VI. Committee Resources.
The Committee, in discharging its oversight role, is empowered to study or investigate any matter of interest or concern that the
Committee deems appropriate. The Committee shall have the authority to retain special legal, accounting or other advisers to advise the
Committee, including without limitation the sole authority to determine the fees payable and other terms of retention of the independent
auditor for the purpose of rendering or issuing the annual audit reports and any independent legal, accounting or other advisers retained
to advise the Committee. The Company shall provide for appropriate funding for (i) compensation to the Company's independent auditors
for the purpose of preparing or issuing audit reports or performing other work, (ii) compensation to any independent legal, accounting or
other advisers employed by the Committee and (iii) ordinary administrative expenses of the Committee that are necessary or appropriate
in carrying out its duties.
VII. Understanding as to the Committee's Role.
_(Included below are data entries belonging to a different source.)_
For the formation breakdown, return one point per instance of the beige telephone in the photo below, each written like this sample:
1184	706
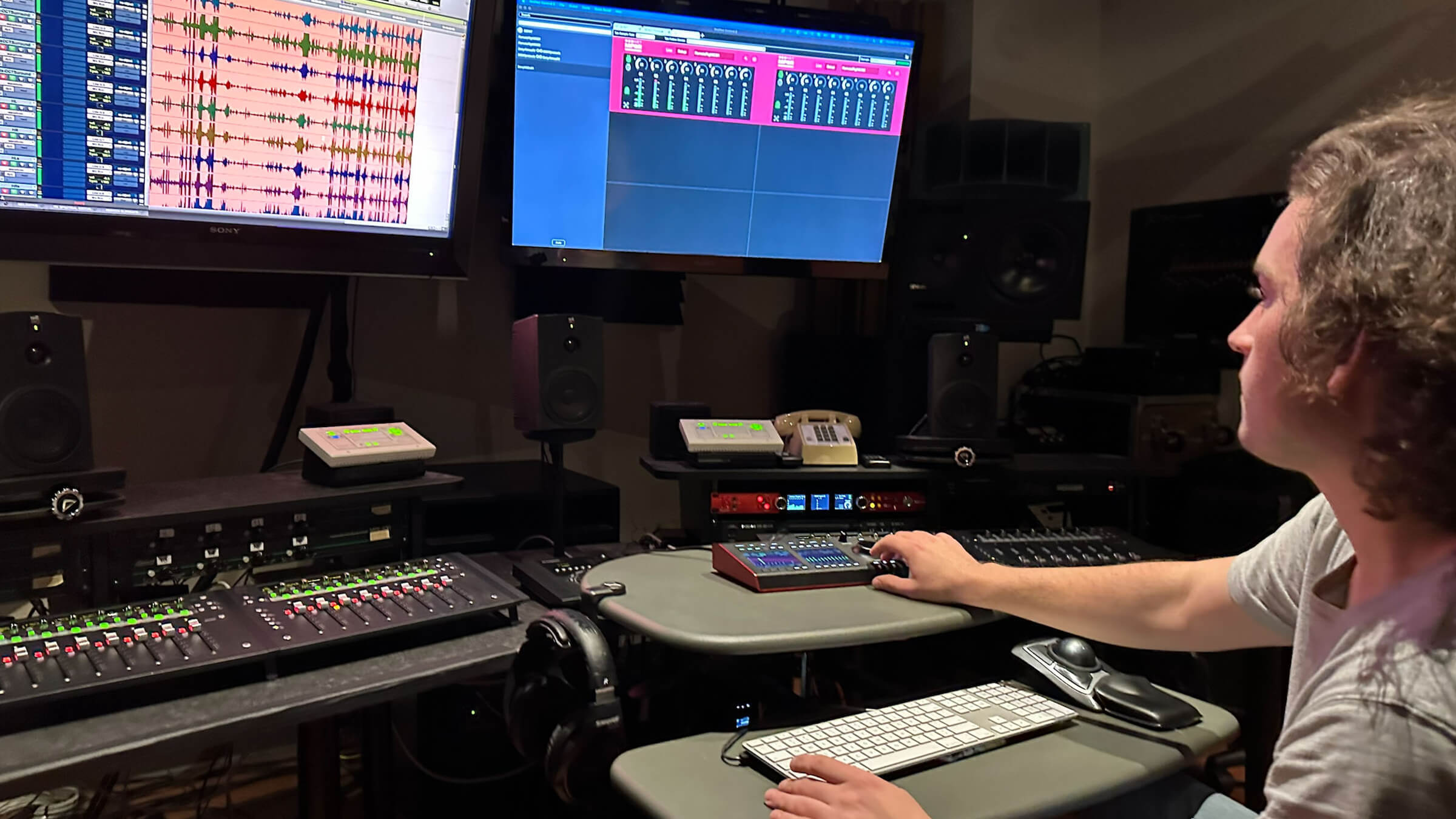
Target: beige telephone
821	437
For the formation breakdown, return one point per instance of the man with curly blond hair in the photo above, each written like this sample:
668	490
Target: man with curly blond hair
1350	378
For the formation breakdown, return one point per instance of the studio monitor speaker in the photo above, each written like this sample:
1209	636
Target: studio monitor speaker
962	398
1014	264
557	374
44	404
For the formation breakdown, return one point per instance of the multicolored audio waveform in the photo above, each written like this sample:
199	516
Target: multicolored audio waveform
273	108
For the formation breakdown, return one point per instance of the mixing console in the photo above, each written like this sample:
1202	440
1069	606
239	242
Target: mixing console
246	629
331	608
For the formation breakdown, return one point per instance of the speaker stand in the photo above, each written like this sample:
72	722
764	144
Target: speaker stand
555	581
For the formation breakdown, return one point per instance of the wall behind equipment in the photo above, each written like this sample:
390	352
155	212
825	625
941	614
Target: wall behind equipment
1187	101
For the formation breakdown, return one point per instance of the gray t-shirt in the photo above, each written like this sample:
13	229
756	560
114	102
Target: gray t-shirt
1370	723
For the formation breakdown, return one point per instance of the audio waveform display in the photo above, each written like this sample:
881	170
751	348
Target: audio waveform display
274	108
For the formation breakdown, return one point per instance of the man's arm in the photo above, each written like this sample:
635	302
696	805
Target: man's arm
1168	605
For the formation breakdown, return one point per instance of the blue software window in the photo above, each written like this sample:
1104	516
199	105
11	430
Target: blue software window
661	133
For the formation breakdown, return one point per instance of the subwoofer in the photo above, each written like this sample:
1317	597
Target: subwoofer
44	404
962	398
557	368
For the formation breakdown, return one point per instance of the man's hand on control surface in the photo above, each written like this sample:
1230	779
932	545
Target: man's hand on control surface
845	793
941	570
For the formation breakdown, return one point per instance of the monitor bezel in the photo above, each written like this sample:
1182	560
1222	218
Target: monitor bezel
733	11
203	245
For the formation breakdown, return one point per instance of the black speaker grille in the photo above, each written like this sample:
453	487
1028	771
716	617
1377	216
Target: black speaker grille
41	426
962	408
571	396
1033	263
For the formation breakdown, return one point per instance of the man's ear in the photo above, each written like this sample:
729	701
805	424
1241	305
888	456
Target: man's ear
1350	369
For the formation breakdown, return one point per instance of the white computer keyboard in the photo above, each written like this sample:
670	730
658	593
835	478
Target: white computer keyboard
944	727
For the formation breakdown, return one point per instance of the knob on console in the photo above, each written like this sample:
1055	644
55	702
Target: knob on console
1076	653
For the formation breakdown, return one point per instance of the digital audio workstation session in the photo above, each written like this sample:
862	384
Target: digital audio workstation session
727	408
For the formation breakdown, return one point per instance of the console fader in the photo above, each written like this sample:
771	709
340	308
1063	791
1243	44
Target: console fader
123	644
245	630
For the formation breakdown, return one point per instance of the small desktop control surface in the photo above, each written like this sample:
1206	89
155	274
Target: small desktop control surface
817	560
801	562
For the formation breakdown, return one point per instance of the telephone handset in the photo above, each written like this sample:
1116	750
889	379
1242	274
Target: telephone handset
821	437
787	425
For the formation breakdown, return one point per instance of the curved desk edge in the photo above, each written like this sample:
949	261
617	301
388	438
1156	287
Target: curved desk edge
678	599
792	642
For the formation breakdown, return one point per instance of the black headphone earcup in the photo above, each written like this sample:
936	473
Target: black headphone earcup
532	710
579	758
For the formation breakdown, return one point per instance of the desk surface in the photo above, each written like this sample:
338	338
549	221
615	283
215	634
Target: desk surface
1045	776
676	598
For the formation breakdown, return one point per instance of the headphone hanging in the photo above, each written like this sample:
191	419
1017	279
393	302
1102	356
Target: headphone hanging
561	704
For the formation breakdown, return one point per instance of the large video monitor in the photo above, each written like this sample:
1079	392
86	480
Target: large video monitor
271	135
642	133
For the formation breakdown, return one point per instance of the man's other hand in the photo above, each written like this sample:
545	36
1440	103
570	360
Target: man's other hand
941	570
845	793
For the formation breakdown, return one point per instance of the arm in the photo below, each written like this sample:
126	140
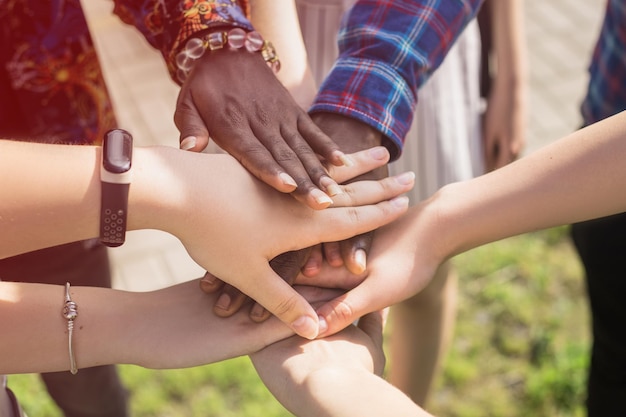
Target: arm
232	96
336	376
295	73
505	116
58	195
169	328
387	50
576	178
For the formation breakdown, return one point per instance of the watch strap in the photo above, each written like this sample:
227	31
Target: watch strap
113	213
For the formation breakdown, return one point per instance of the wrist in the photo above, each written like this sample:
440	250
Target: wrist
156	194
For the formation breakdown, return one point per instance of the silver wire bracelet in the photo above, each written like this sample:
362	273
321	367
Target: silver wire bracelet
70	312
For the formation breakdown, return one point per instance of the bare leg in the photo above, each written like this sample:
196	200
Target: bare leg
422	327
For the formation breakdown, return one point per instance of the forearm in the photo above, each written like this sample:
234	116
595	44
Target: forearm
295	73
577	178
170	328
376	77
349	392
65	196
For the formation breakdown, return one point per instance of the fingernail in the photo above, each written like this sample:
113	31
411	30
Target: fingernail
406	178
379	152
223	302
257	311
287	179
208	278
345	159
334	189
323	326
306	327
321	197
401	202
188	143
360	259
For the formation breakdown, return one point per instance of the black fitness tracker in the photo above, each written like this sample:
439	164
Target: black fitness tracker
115	176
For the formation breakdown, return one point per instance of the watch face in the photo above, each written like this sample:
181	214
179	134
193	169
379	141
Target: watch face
117	151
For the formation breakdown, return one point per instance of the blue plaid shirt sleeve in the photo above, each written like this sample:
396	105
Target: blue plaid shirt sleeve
387	50
606	92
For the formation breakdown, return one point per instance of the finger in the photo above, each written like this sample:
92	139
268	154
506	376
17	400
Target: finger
229	301
253	155
339	313
369	192
359	163
354	252
308	170
337	224
210	283
321	143
296	158
372	325
313	265
287	266
280	299
332	254
194	135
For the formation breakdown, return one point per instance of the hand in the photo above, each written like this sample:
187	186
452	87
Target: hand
245	246
288	265
234	98
403	259
179	320
336	376
294	367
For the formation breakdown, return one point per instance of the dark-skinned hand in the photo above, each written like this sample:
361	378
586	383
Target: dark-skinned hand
234	98
352	135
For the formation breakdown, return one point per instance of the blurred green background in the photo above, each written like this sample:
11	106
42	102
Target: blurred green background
520	347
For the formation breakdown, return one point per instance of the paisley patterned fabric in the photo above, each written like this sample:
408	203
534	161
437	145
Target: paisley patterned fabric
51	83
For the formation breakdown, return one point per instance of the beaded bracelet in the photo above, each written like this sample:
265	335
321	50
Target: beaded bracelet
235	38
70	312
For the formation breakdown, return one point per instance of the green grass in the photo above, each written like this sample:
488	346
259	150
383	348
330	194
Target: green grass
520	348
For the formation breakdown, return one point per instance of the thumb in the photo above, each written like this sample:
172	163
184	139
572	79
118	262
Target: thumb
194	135
283	301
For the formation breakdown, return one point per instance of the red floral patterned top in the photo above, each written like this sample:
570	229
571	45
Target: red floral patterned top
51	83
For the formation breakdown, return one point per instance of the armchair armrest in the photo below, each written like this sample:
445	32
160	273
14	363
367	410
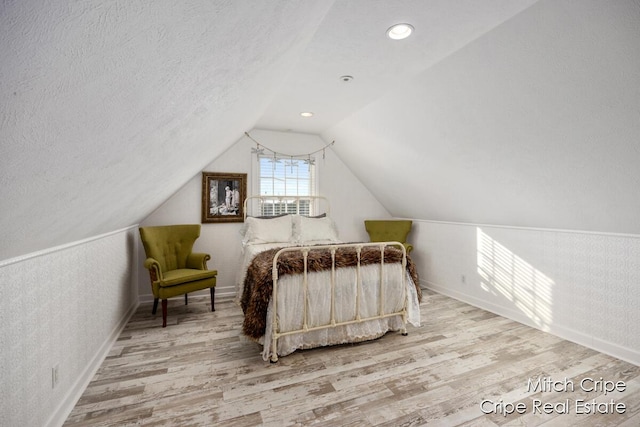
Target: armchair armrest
154	269
198	261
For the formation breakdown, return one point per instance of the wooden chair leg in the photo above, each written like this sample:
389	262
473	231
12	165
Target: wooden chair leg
164	313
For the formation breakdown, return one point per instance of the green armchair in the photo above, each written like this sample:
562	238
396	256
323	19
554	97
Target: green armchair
173	268
394	230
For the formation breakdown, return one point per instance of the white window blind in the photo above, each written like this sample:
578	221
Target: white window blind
286	177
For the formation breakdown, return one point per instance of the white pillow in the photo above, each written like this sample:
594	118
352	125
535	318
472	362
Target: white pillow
268	230
309	229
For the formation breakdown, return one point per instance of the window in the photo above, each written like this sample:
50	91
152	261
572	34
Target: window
286	177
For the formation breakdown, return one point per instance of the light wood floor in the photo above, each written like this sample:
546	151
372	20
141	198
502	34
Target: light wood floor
199	371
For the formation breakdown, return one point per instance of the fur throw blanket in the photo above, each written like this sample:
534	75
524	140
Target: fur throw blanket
258	283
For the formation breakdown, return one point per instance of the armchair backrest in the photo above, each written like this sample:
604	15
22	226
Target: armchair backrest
388	230
170	245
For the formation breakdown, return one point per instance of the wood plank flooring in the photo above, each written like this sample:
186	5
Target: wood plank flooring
200	371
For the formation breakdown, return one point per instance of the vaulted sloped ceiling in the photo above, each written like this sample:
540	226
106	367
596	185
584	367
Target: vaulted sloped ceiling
536	123
516	112
109	107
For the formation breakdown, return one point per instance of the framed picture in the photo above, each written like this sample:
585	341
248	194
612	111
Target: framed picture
223	195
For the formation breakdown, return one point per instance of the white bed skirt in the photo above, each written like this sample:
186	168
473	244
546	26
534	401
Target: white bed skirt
290	296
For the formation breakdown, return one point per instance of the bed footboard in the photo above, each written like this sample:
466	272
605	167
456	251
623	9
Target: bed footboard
368	291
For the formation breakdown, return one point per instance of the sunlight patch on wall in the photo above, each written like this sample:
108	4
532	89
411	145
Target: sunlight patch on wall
503	272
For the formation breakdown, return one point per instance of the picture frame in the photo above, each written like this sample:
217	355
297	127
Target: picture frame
223	196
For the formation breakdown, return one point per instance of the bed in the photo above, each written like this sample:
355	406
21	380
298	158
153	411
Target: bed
301	287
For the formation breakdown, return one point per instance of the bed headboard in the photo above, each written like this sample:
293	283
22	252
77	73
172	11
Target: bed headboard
280	205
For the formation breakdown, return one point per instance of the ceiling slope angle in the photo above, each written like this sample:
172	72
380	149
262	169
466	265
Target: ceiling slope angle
352	41
534	124
107	109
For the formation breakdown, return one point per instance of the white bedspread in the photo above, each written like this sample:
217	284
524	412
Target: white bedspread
319	305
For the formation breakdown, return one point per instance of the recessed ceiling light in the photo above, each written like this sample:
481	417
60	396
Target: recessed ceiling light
399	31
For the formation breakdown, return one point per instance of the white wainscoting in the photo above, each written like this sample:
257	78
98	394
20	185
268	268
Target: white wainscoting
581	286
63	307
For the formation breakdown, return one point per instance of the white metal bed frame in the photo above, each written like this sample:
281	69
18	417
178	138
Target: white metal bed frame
381	314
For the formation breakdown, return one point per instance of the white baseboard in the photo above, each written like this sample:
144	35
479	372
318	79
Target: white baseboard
578	337
77	389
222	292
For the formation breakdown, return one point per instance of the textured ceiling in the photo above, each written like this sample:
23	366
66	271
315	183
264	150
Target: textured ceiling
507	112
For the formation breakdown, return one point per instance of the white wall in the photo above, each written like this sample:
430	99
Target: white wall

Management of the Company is responsible for the day-to-day operation of the Company's business. In addition, the independent
auditors and management have the fundamental responsibility for the Company's financial statements and disclosures. As a result, the
Company's officers and employees and other persons who may be engaged by the Committee may have more time, knowledge and
detailed information about the Company than do the Committee members. The Committee will review information, opinions, reports or
statements presented to the Committee by the Company's officers or employees or other persons as to matters the Committee members
reasonably believe are within such other person's professional or expert competence and who has been selected with reasonable care by
or on behalf of the Company. While the Committee has the responsibilities and powers set forth in this charter, each member of the
Committee, in the performance of his or her duties, will be entitled to rely in good faith upon reports presented to the Committee by these
experts. The Committee is not responsible for certifying the Company's financial statements or the auditor's report. Accordingly, the
Committee's role does not provide any special assurances with regard to matters that are outside the Committee's area of expertise or
that are the traditional responsibility of management and the auditors.